Thanks for your message Aniello G.. I have been meaning to update this document. Are there any specific doubts or questions you have that I can answer and also add to this document for other users? I also see you referred to the 0.3.4 release but the 0.4.0 has been out for a while and it would be better to use it.
Thanks for your reply. So in terms of version, we’re using your library within a Glue 4.0 job, which doesn’t support the Spark version you’re based on in 0.4.0 as far as I understand. We couldn’t get it to work unless we moved to EMR, which we’d prefer not to do in order to minimise the amount of redesign involved.
In terms of questions, it’s more about gaining a general understanding of how the min and max scores relate to each other within a group, as it becomes a bit confusing in scenarios where you have more than 2 or 3 records per matched group. The ultimate goal is, of course, to formulate an effective deduplication logic for our needs, but we wanted to ensure we fully understand the min and max scores before moving forward with development.
I see. I did not know about Glue 0.4.0 incompatibility. Will check that. Here is a bit more info on the scores.
Thanks! If we can get 0.4.0 to work on Glue 4.0, that would be great, especially since we also need to run it incrementally over daily deltas. The linking phase of 0.3.4 requires the two datasets to be duplicates-free, meaning we need to run an earlier step to remove duplicates from the delta before linking, as far as I understand, which isn’t necessary with FindIncrementalMatches. Am I right in thinking that 0.4.0’s incremental feature handles everything natively, similar to AWS’s FindIncrementalMatches?

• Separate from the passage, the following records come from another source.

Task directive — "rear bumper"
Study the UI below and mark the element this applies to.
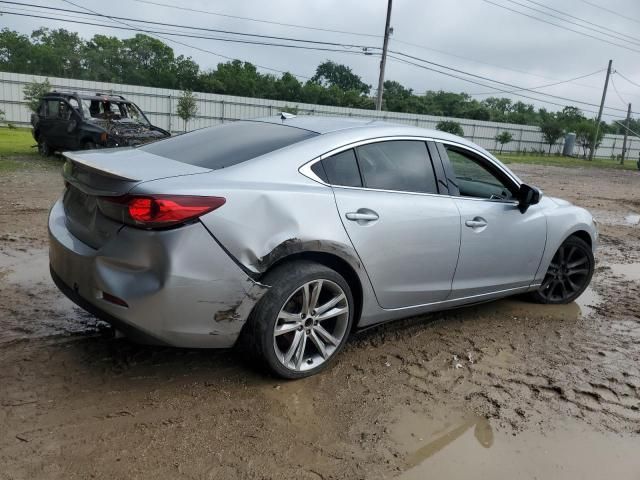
[49,201,267,348]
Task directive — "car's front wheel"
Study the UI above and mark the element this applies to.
[245,261,354,379]
[532,237,595,304]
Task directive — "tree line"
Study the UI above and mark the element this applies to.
[0,28,640,148]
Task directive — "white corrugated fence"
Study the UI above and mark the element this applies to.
[0,72,640,159]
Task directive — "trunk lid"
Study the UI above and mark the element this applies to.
[63,148,211,249]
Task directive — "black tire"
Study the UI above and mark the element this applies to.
[241,260,355,379]
[530,236,595,305]
[38,139,53,157]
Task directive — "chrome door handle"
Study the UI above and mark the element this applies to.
[464,217,488,228]
[345,212,380,222]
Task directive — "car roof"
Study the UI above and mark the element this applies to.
[44,91,131,103]
[249,115,478,148]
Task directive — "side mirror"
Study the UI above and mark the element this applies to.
[518,183,542,213]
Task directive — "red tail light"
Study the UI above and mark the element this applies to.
[99,195,226,228]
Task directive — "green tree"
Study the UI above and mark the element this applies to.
[30,28,84,78]
[576,119,604,159]
[122,33,175,88]
[176,90,198,132]
[495,131,513,153]
[23,78,51,112]
[540,115,564,155]
[0,28,34,73]
[436,120,464,137]
[556,107,586,133]
[82,35,124,82]
[311,61,371,95]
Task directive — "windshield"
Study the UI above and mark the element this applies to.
[82,99,149,125]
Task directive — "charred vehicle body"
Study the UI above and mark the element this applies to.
[31,91,171,156]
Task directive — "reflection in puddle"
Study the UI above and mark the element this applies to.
[624,214,640,225]
[391,408,640,480]
[609,263,640,282]
[0,249,98,344]
[458,287,602,320]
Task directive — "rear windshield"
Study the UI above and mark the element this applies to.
[140,122,317,170]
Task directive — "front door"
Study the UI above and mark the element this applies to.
[323,140,460,309]
[446,146,547,299]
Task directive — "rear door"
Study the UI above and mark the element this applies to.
[322,140,460,309]
[439,144,547,298]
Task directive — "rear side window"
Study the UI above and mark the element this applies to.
[140,122,317,170]
[357,140,438,193]
[316,149,362,187]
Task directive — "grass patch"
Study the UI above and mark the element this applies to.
[495,154,638,170]
[0,127,60,175]
[0,127,38,157]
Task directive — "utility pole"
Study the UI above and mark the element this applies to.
[376,0,392,110]
[589,60,613,160]
[620,104,631,165]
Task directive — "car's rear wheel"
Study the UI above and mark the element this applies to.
[532,237,595,304]
[245,261,354,379]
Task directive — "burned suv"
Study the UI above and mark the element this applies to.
[31,91,171,156]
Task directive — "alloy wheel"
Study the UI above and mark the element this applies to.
[538,244,591,303]
[273,279,349,372]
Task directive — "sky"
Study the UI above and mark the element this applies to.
[0,0,640,121]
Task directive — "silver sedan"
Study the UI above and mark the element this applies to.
[49,116,597,378]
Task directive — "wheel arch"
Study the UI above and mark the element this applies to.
[258,250,364,330]
[562,230,593,248]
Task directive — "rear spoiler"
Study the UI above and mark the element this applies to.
[62,152,142,182]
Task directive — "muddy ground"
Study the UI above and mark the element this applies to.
[0,159,640,479]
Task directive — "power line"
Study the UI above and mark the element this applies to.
[506,0,640,45]
[469,68,606,96]
[614,119,640,137]
[482,0,640,53]
[389,38,600,91]
[611,75,629,105]
[390,50,625,112]
[389,55,613,116]
[128,0,382,38]
[580,0,640,23]
[2,0,636,117]
[2,9,373,71]
[616,70,640,88]
[57,0,316,79]
[0,0,379,49]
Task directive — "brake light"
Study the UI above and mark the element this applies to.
[99,195,226,228]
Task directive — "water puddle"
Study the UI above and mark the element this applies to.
[609,263,640,282]
[591,209,640,227]
[390,408,640,480]
[452,287,602,320]
[0,249,99,345]
[624,214,640,225]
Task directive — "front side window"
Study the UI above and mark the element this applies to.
[46,100,61,118]
[357,140,438,193]
[445,145,513,200]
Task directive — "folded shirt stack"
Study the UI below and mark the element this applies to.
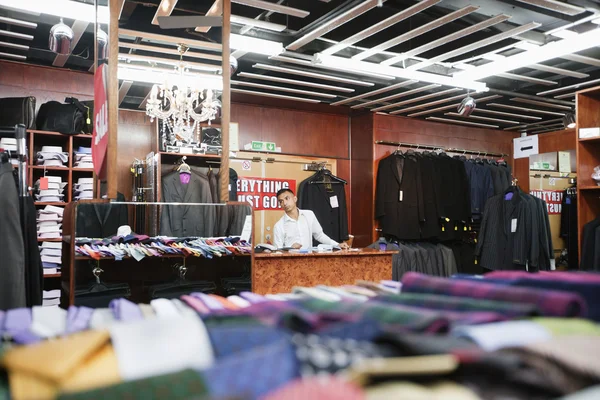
[73,146,94,168]
[40,242,62,275]
[42,289,60,307]
[37,206,64,239]
[0,138,19,165]
[74,178,94,200]
[36,146,69,168]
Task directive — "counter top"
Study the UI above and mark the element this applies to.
[254,248,398,259]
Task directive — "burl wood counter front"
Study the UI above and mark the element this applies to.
[252,249,396,294]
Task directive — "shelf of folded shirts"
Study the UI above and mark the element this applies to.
[29,165,69,171]
[158,151,221,160]
[27,129,92,139]
[75,254,251,261]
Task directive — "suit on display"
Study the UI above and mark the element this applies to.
[160,171,217,237]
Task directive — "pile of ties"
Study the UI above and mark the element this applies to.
[36,146,69,168]
[75,234,252,261]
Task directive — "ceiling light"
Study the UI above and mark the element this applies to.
[563,113,576,129]
[231,88,321,103]
[229,34,283,56]
[314,54,487,92]
[0,0,110,24]
[454,28,600,80]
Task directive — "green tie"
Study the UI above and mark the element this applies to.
[59,369,208,400]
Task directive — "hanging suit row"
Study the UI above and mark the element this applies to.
[375,150,471,240]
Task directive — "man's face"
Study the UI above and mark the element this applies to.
[277,192,297,212]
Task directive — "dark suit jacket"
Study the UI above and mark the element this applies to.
[0,163,25,310]
[75,193,127,238]
[160,172,216,237]
[475,188,539,270]
[375,154,425,240]
[580,217,600,271]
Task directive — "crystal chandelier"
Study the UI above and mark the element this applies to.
[146,44,221,142]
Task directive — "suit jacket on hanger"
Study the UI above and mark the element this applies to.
[0,163,25,310]
[75,193,129,238]
[160,171,217,237]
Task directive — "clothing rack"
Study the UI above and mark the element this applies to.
[375,140,508,158]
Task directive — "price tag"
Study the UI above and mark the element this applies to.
[329,196,340,208]
[40,176,48,190]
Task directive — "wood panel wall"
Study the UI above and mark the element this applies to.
[351,114,515,246]
[513,129,577,193]
[0,61,94,112]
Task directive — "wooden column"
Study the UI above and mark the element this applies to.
[220,0,231,203]
[106,0,122,199]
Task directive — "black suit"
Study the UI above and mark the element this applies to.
[160,172,216,237]
[375,154,425,240]
[475,188,539,270]
[75,193,127,238]
[580,217,600,271]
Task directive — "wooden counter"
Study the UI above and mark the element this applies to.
[252,249,396,294]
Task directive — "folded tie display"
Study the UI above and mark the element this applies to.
[73,146,94,168]
[0,272,600,400]
[36,146,69,168]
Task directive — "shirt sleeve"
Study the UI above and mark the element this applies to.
[310,213,339,246]
[273,222,284,249]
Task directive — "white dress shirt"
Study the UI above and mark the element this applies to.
[273,209,338,249]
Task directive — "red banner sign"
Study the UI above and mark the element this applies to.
[92,64,108,179]
[529,190,563,215]
[237,176,296,210]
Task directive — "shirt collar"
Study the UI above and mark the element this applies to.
[283,209,304,221]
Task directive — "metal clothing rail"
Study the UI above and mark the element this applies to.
[375,140,508,157]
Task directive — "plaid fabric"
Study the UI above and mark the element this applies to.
[374,293,540,318]
[402,272,587,317]
[59,369,206,400]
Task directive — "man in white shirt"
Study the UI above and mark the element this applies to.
[273,189,348,249]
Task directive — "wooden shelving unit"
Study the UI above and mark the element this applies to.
[27,129,94,279]
[576,86,600,266]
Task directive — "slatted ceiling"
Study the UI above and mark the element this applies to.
[444,112,519,125]
[390,94,478,114]
[510,97,575,111]
[381,14,510,65]
[252,63,375,86]
[364,88,464,111]
[406,95,502,117]
[426,117,500,129]
[490,72,558,86]
[231,81,337,99]
[471,107,542,121]
[358,84,442,111]
[237,72,354,92]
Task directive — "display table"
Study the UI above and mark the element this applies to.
[252,249,397,294]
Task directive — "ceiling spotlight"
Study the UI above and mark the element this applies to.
[48,18,74,55]
[458,95,477,117]
[563,113,576,129]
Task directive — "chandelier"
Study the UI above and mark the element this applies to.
[146,44,221,142]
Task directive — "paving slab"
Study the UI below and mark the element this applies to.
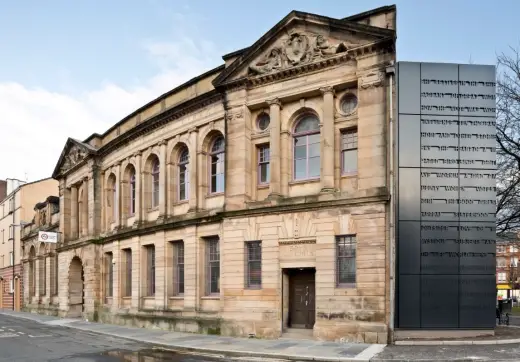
[0,309,385,362]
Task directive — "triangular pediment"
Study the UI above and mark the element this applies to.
[213,11,395,87]
[52,138,96,178]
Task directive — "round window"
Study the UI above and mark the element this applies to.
[257,113,271,131]
[340,93,357,114]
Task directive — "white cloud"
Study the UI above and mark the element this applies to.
[0,15,221,181]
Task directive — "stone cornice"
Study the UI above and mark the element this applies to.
[98,90,222,156]
[57,189,390,252]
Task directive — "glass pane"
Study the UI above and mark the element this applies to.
[294,145,307,159]
[294,115,320,133]
[309,143,320,157]
[294,136,307,146]
[294,159,307,179]
[309,156,320,177]
[343,150,357,173]
[307,133,320,144]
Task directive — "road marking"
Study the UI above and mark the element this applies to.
[0,333,19,338]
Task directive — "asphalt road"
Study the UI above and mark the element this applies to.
[0,315,272,362]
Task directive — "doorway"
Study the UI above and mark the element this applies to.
[287,268,316,329]
[68,256,85,317]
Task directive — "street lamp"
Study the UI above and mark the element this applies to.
[2,221,29,310]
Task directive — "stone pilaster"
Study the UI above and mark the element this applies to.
[188,128,199,211]
[159,140,167,219]
[59,181,70,242]
[320,87,334,192]
[267,98,282,197]
[69,185,79,240]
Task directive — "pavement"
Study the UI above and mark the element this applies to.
[0,309,385,362]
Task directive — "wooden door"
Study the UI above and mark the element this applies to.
[289,269,316,329]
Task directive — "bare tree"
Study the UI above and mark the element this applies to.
[497,49,520,235]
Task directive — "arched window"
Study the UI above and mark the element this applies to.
[293,115,320,180]
[129,168,135,215]
[152,158,159,207]
[179,147,190,201]
[209,136,226,193]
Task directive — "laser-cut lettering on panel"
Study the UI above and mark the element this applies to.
[395,62,496,329]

Let us check the issue with 0.4.0 and Glue and come back. Nitish J. can you please take a look here? incrementalRun is an Enterprise only feature and not freely available on Zingg open source. It matches/links previously matched records against new, updated and deleted records and manages the persistent ZINGG_ID. You can read more about it at https://www.learningfromdata.zingg.ai/p/zingg-incremental-flow
Yeah, I appreciate it’s an Enterprise feature, but we would consider it if it proves to better fit our needs. I feel like the linking phase could potentially work as a workaround for our incremental needs, but it would require some adaptations and additional work to make it fit. Meantime I’ll wait for your update on Glue. Thanks again.
Sounds good. To add to the discussion - link and incrementalRun are not replacements to each other. incrementalRun takes care of complex cluster management in the case of clusters breaking and merging. Nevertheless, link is a great way to quickly look up one data source against the other. What is your reason for moving away from AWS FindMatches? Have you trained a model yet? What kind of data and data size do you have? If you face trouble running the Zingg job, we have an upcoming release which can help verify the blocking and help ensure the load is balanced. Let us know!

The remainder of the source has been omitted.